Om tot een bewezenverklaring te kunnen komen van de overtreding van artikel 6 van de Wegenverkeerswet 1994 (WVW 1994), is onder andere vereist dat het verkeersongeval aan de schuld van verdachte is te wijten. De rechtbank stelt op basis van de bewijsmiddelen vast dat verdachte met zijn personenauto op een weg met heuvels tegen de achterkant van een in dezelfde richting rijdende motorfiets aanreed. De motorfiets, bestuurder [slachtoffer] en passagier [Slachtoffer] kwamen daardoor ten val. Voorafgaand aan de botsing had verdachte gedurende in ieder geval 5 seconden zicht op de motorfiets. Verdachte reed op dat moment met een snelheid van 171 km/u. 4 seconden voor de botsing begon verdachte te remmen. Hij remde af tot een snelheid van 76 km/u op het moment van botsen – de botssnelheid bedroeg door wielslip 91 km/u – en remde daarna nog af tot een geregistreerde snelheid van 56 km/u. 1,5 seconde na de botsing gaf verdachte weer (nagenoeg) vol gas, waardoor hij met een snelheid van 63 km/u over de bestuurder van de motorfiets heen reed. De rechtbank stelt dan ook vast dat het ongeval aan de schuld van verdachte is te wijten.
Schuld is hier ten laste gelegd in de vorm van roekeloosheid, in elk geval zeer, althans aanmerkelijk, onvoorzichtig en/of onoplettend rijgedrag. Bij het bepalen van de mate van schuld dient de rechtbank, gezien de tenlastelegging en het standpunt van de officier van justitie, allereerst de vraag te beantwoorden of sprake is van schuld in de vorm van roekeloosheid.
Roekeloosheid
Met de ‘Wet aanscherping strafrechtelijke aansprakelijkheid ernstige verkeersdelicten’ heeft de wetgever het begrip roekeloosheid nader ingevuld en zo het toepassingsbereik daarvan willen verbreden. Daartoe is in artikel 175 WVW 1994, dat de strafbepaling van artikel 6 WVW 1994 bevat, aan het tweede lid toegevoegd dat van roekeloosheid in elk geval sprake is als het gedrag tevens als een overtreding van artikel 5a, eerste lid, WVW 1994 kan worden aangemerkt.
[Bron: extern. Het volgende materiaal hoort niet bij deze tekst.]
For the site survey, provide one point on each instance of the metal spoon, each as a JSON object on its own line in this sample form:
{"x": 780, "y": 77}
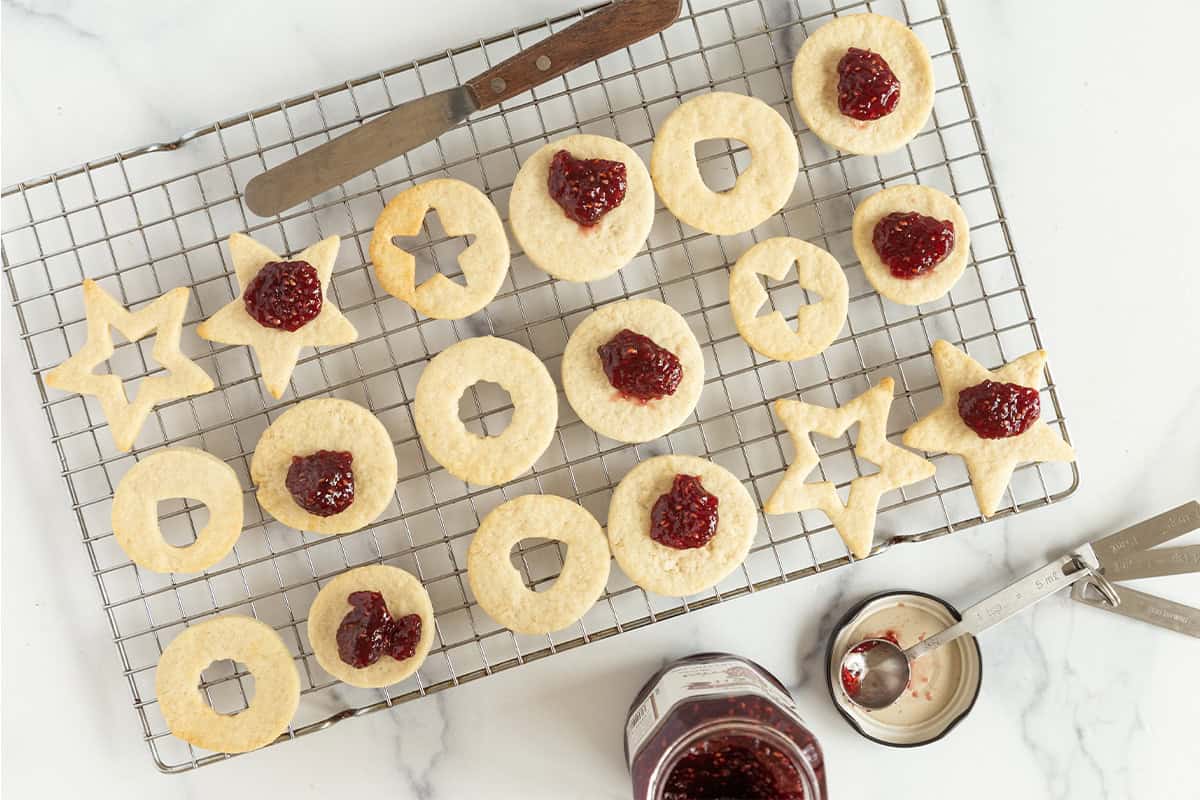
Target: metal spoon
{"x": 876, "y": 672}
De rechtbank beoordeelt daarom of het gedrag van verdachte dat heeft geleid tot het aan zijn schuld te wijten ongeval ook voldoet aan de delictsomschrijving van artikel 5a, eerste lid, WVW. Is dat het geval, dan bestaat de schuld daarmee in roekeloosheid.
Artikel 5a WVW 1994
Voor een overtreding van artikel 5a WVW is nodig dat de verdachte met het vastgestelde verkeersgedrag dat heeft geleid tot het ongeval (a) de verkeersregels in ernstige mate heeft geschonden, (b) dat opzettelijk heeft gedaan en (c) daardoor gevaar was te duchten voor zwaar lichamelijk letsel of het leven van anderen.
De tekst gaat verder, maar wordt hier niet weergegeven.